# Belize - Ambergis Caye



## PattiP (May 4, 2005)

The Texas Lady Anglers are headed to Ambergis Caye June 4th. Many will fish offshore and conventional bay. I want to Fly fish! We have two days of fishing paid for and I'm looking to hire a guide for the extra free day.

I'm a beginner but absolutely love it. Any recommendations for guides?


----------



## onthefly (Dec 28, 2004)

George Bradley, no doubt. He is a great guide and a fine human. I beleive he can be reached via [email protected], if not, try contacting him through the Victoria House or your hotel.

Bring him some fly tying supplies and you will have a friend for life.


----------



## davidb (May 10, 2006)

You should see if you can book one thru El Pescador or your Hotel. If you can hire one directly then the guide will discount the lodge percentage.

The Dive Belize shop is also a booking agent for the independant guides, near the airstrip. Lily's hotel has been around along time and can set up guides and pack a cooler for you and I think they only charge for the lunch for this service. If you don't find anything I can check for the Email or web sites of guides I have used.

Also when booking be very specific on how you want to fish and what your priorities are. A number of the Hotel guides are used to staking out on mudding bonefish and going for numbers of small fish. Others are Tarpon specialist of the Top order they usually charge more because of the fuel costs. Others will take you to larger tailing bones, chase permit or go for a grand slam if that is what you want. Some do a fun trip they call a Robinson Caruso trip where you reef fish and catch lunch, sometimes including Lobster, and snorkle then fish some more.

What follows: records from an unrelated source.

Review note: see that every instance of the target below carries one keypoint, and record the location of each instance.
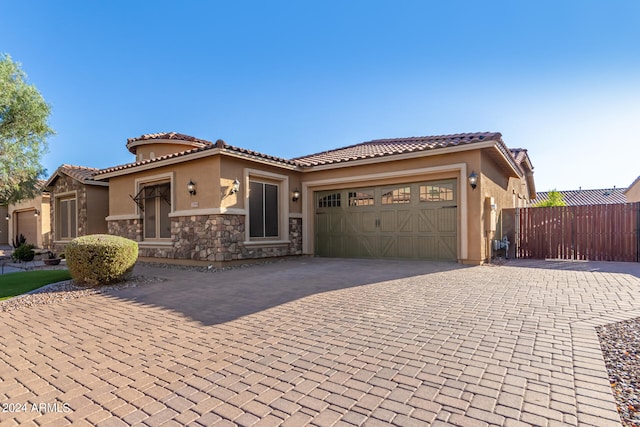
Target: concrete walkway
(325, 342)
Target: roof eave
(399, 156)
(192, 156)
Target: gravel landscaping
(62, 291)
(620, 343)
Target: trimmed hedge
(100, 259)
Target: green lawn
(12, 284)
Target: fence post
(637, 231)
(516, 238)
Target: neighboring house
(633, 192)
(79, 205)
(30, 218)
(580, 197)
(189, 199)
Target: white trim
(122, 217)
(152, 243)
(209, 211)
(254, 243)
(340, 183)
(283, 203)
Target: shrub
(23, 253)
(100, 259)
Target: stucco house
(436, 197)
(30, 218)
(78, 204)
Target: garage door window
(396, 196)
(66, 218)
(361, 198)
(263, 210)
(436, 193)
(329, 201)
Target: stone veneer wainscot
(218, 237)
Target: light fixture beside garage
(473, 180)
(236, 186)
(191, 186)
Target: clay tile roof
(81, 173)
(208, 146)
(606, 196)
(386, 147)
(635, 181)
(169, 135)
(519, 154)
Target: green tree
(23, 133)
(555, 199)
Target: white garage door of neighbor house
(27, 225)
(413, 220)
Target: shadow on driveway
(222, 296)
(632, 268)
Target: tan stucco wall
(507, 192)
(235, 168)
(633, 193)
(97, 209)
(43, 221)
(214, 176)
(204, 172)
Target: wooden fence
(594, 233)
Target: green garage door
(415, 220)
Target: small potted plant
(52, 259)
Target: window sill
(155, 243)
(252, 243)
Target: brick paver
(324, 342)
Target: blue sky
(288, 78)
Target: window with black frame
(263, 210)
(157, 207)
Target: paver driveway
(324, 342)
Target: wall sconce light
(473, 180)
(236, 186)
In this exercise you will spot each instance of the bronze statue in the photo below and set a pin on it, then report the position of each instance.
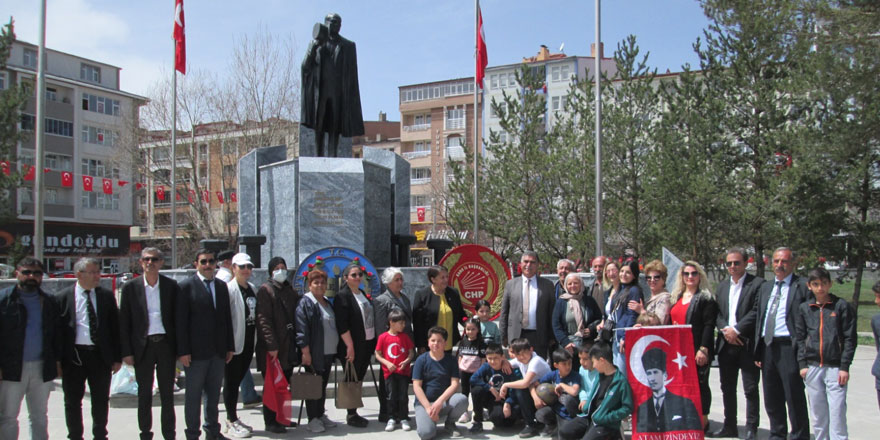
(331, 100)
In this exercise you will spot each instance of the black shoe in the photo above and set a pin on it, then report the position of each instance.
(725, 431)
(356, 421)
(529, 431)
(276, 428)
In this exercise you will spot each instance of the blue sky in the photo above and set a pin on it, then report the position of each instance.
(399, 42)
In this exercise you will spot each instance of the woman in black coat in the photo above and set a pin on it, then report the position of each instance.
(437, 304)
(357, 330)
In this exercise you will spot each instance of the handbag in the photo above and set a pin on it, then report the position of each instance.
(349, 390)
(305, 385)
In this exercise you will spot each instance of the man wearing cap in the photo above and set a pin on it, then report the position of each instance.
(664, 411)
(147, 336)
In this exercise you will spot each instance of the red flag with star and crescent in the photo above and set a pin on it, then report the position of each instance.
(179, 38)
(662, 373)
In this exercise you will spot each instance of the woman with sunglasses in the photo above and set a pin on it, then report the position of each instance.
(355, 321)
(658, 303)
(693, 303)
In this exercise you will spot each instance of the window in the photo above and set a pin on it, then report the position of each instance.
(99, 136)
(30, 58)
(100, 104)
(89, 73)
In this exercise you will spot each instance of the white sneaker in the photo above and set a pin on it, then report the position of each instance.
(236, 431)
(326, 422)
(315, 426)
(390, 425)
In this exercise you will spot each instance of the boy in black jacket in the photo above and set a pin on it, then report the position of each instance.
(826, 343)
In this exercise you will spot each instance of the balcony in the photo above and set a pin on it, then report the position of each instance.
(455, 153)
(410, 155)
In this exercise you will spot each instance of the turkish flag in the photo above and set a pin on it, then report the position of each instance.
(30, 172)
(661, 361)
(179, 38)
(66, 179)
(482, 55)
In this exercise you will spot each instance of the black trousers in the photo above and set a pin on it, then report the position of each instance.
(783, 386)
(396, 398)
(87, 366)
(158, 357)
(731, 360)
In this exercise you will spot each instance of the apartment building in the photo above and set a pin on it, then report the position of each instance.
(87, 196)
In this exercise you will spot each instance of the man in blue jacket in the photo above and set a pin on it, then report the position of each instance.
(30, 350)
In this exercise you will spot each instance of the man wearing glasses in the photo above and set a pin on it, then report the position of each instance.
(147, 334)
(30, 350)
(90, 319)
(204, 343)
(736, 325)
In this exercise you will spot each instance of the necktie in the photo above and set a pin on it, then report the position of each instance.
(93, 318)
(526, 306)
(770, 326)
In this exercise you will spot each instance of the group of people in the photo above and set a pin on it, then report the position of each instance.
(790, 331)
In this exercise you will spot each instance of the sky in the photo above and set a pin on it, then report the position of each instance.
(398, 42)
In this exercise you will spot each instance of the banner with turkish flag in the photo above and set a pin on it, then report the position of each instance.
(87, 183)
(179, 38)
(662, 373)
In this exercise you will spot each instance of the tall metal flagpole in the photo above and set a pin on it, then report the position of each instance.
(40, 128)
(476, 145)
(598, 75)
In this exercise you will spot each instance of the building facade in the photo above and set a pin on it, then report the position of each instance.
(87, 194)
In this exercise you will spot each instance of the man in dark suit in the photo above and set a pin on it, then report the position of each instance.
(527, 307)
(147, 334)
(204, 343)
(91, 347)
(664, 411)
(776, 351)
(736, 299)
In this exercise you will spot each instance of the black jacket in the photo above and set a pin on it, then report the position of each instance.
(134, 322)
(13, 320)
(108, 324)
(826, 333)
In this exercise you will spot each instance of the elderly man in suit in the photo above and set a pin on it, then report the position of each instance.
(776, 350)
(90, 320)
(147, 334)
(736, 299)
(527, 307)
(204, 343)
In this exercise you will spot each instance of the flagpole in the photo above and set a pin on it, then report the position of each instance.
(476, 146)
(40, 128)
(598, 75)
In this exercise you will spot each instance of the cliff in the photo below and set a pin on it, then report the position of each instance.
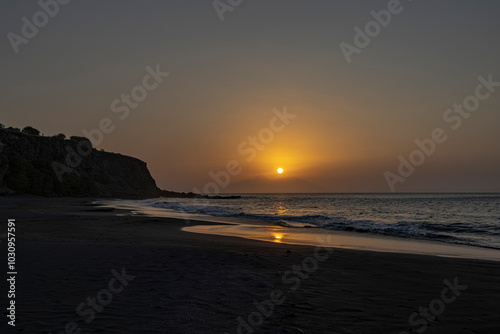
(54, 166)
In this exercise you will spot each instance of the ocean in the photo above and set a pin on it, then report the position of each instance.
(468, 219)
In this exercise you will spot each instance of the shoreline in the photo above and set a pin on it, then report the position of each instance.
(198, 283)
(265, 231)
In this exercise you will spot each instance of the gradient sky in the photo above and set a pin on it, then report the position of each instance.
(353, 120)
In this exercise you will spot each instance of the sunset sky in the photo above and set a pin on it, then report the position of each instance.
(353, 120)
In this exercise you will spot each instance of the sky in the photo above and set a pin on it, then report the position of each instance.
(269, 86)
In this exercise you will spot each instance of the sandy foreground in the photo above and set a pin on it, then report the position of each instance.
(85, 269)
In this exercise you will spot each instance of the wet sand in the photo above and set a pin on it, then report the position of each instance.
(145, 275)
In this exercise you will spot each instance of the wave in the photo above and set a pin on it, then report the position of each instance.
(485, 235)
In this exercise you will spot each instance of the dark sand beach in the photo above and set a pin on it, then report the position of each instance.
(165, 280)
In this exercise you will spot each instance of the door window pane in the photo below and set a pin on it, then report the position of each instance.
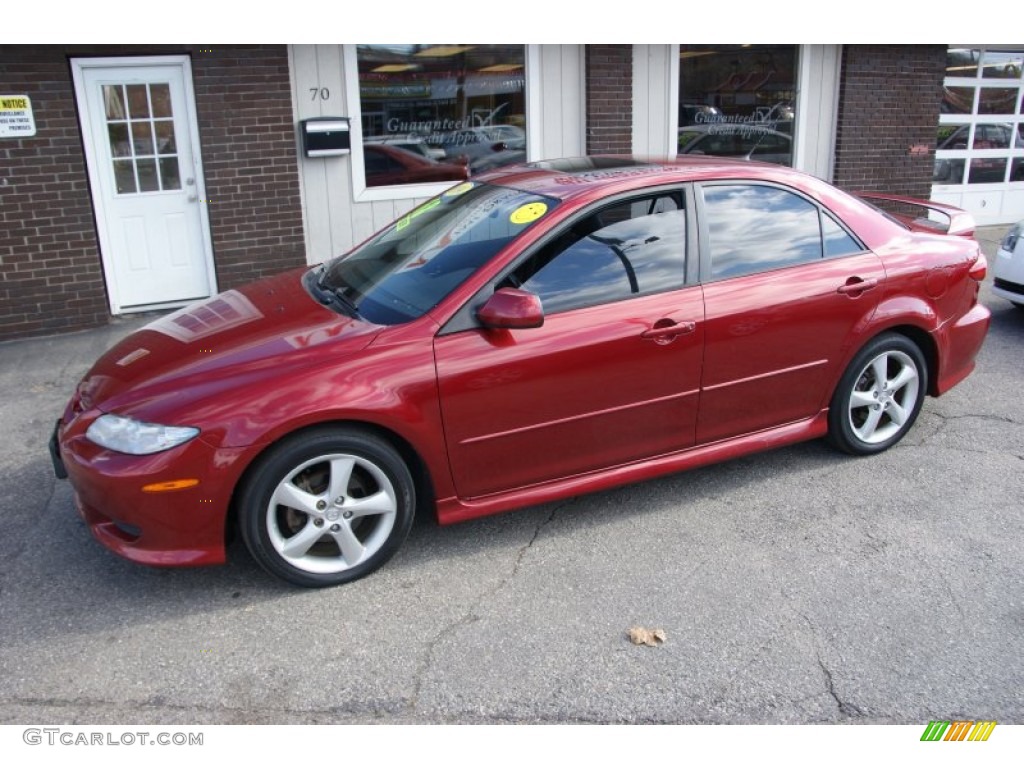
(1003, 65)
(957, 100)
(737, 100)
(630, 249)
(755, 228)
(997, 101)
(160, 96)
(138, 101)
(441, 112)
(141, 136)
(138, 140)
(170, 178)
(124, 176)
(147, 179)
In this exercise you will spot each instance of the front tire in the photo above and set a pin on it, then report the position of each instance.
(879, 397)
(327, 507)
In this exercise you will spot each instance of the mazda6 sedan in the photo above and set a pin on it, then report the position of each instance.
(542, 331)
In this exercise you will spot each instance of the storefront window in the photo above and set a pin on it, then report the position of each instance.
(435, 113)
(980, 136)
(737, 100)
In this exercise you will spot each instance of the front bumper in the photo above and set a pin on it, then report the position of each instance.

Search the archives of this and other boards like TKF and Dan Blanton it comes up fairly often.


----------



## davidb (May 10, 2006)

Nesto Gomez for Tarpon, but may only work for El Pescador.
Manuel Azuta [email protected]
Daniel Espinosa 011-501-624-6421 Flats Flyfishing
Lily's Restaurant 011-501-226-2650 Flats Flyfishing

[email protected]
Ask for Steve (agent) General Flats Guides & Beach Picnic: Pete Grainel, Abel Gurrero, Pancho Verde

Also Ruby's restaurant is a good source of info.
San Pedro tour guide 011-501-226-2391


----------



## flatscat1 (Jun 2, 2005)

George or Roberto Bradley. I've fished with them many times, and they are without doubt the best. You can arrange them through Victoria House.


----------



## PattiP (May 4, 2005)

thank you all for the informatiion


----------



## kayakcaptain (Dec 8, 2007)

George Bradley, he has been my guide for 15 years.


----------



## Poon Chaser (Aug 22, 2006)

davidb said:


> You should see if you can book one thru El Pescador or your Hotel. If you can hire one directly then the guide will discount the lodge percentage.
> 
> The Dive Belize shop is also a booking agent for the independant guides, near the airstrip. Lily's hotel has been around along time and can set up guides and pack a cooler for you and I think they only charge for the lunch for this service. If you don't find anything I can check for the Email or web sites of guides I have used.
> 
> ...


YES...agree with above.


----------